The temple seemed to hold its breath with us.
"Moved by her devotion, Raman agreed," the priestess said, a reverent tremor threading through her tone. "But only under one condition—that Hyacinth remain at his side in Sikarn, the underworld."
The High Priestess lowered her gaze briefly, the solemnity of the moment reflected in every inch of her body, before lifting her chin once more.
"Without hesitation," she whispered, "Hyacinth accepted. Not out of duty, nor fear, but out of love—for the gods, and most of all, for the All Sight who mourned."
Slowly, with a fluid grace that seemed to defy the chill, the High Priestess dipped her entire body into the sacred pool. The water embraced her like a living thing, rippling outward with a soft, mournful sigh that touched the temple's farthest reaches.
A complete hush fell over the crowd.
Not a single foot shifted.
Not a breath dared stir the frozen air.
The silence was not oppressive—it was full, aching with meaning, heavy with reverence that wrapped around each of us like invisible hands pressing gently against our chests.
When the priestess rose again from the pool, the sight of her stole the very breath from my lungs.
The soaked blue cloth clung to her long, slender frame, tracing the lines of her hips, her waist, the full curve of her breasts.
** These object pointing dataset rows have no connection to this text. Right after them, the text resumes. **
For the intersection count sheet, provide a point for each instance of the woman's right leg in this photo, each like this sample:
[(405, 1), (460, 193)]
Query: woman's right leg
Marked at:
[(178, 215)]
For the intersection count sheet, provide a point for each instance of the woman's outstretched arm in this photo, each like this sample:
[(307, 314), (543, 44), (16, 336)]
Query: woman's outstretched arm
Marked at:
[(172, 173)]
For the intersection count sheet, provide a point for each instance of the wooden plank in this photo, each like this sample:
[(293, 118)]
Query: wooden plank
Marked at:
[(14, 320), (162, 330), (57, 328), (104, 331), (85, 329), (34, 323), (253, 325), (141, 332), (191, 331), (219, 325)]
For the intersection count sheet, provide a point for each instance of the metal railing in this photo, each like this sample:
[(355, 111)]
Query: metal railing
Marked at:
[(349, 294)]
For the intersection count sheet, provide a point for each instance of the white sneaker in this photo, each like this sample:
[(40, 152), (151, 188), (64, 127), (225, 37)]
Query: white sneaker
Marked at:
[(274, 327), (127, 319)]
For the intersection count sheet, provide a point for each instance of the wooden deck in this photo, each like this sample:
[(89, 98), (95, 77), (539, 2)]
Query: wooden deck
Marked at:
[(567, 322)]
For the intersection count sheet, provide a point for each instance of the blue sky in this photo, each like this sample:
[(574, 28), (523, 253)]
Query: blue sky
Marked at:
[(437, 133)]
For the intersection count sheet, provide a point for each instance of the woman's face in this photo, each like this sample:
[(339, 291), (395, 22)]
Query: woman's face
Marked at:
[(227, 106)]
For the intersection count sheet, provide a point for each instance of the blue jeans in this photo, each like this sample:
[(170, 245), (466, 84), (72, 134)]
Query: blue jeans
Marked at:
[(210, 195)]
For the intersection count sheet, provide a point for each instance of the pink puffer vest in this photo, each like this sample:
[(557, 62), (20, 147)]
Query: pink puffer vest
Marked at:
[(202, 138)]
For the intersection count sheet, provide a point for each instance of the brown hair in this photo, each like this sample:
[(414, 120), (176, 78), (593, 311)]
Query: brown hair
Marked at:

Water dripped in slow, shimmering trails from her fingertips and the end of her braid, every droplet catching the dim braziers' light like falling stars.
With ceremonial precision, she reached up and pulled back her hood, unveiling herself.
Her beauty was almost otherworldly.
Golden eyes, rich and deep like fields of sun-drenched wheat, met ours without flinching. Heavy emerald hair, woven into a loose braid and threaded with delicate silver beads, clung wetly to her throat and shoulders. A few rogue strands pasted themselves to her cheeks and neck, framing her face with an unstudied elegance that made her seem more spirit than flesh.
Still holding the sacred pose, her hands now shifted, forming a perfect circle above her head—the symbol of Fiera reborn.
When she spoke, her full lips, kissed by the cold, did not tremble.
"And Fiera was reborn anew," she intoned, her voice swelling with quiet triumph. "Before Hyacinth's soul departed this world to live with Raman in the underworld, she created the first hyacinth flower as a gift of thanks. A beacon for bees and butterflies, and a vessel of great healing."
The heavy air seemed to lighten, just barely, with the telling.
"And slowly, the frost began to melt," the priestess said. "Life returned where death had reigned."
She lowered her arms gracefully, water dripping from her fingertips to kiss the marble floor with faint, musical splashes.
"When the goddesses reunited, Fiera declared the frost months to be sacred-a time not only of grieving, but of cleansing and to make room for new beginnings."
She turned her golden gaze over the gathered crowd, searching.
And for a fleeting moment, her eyes lingered—on me.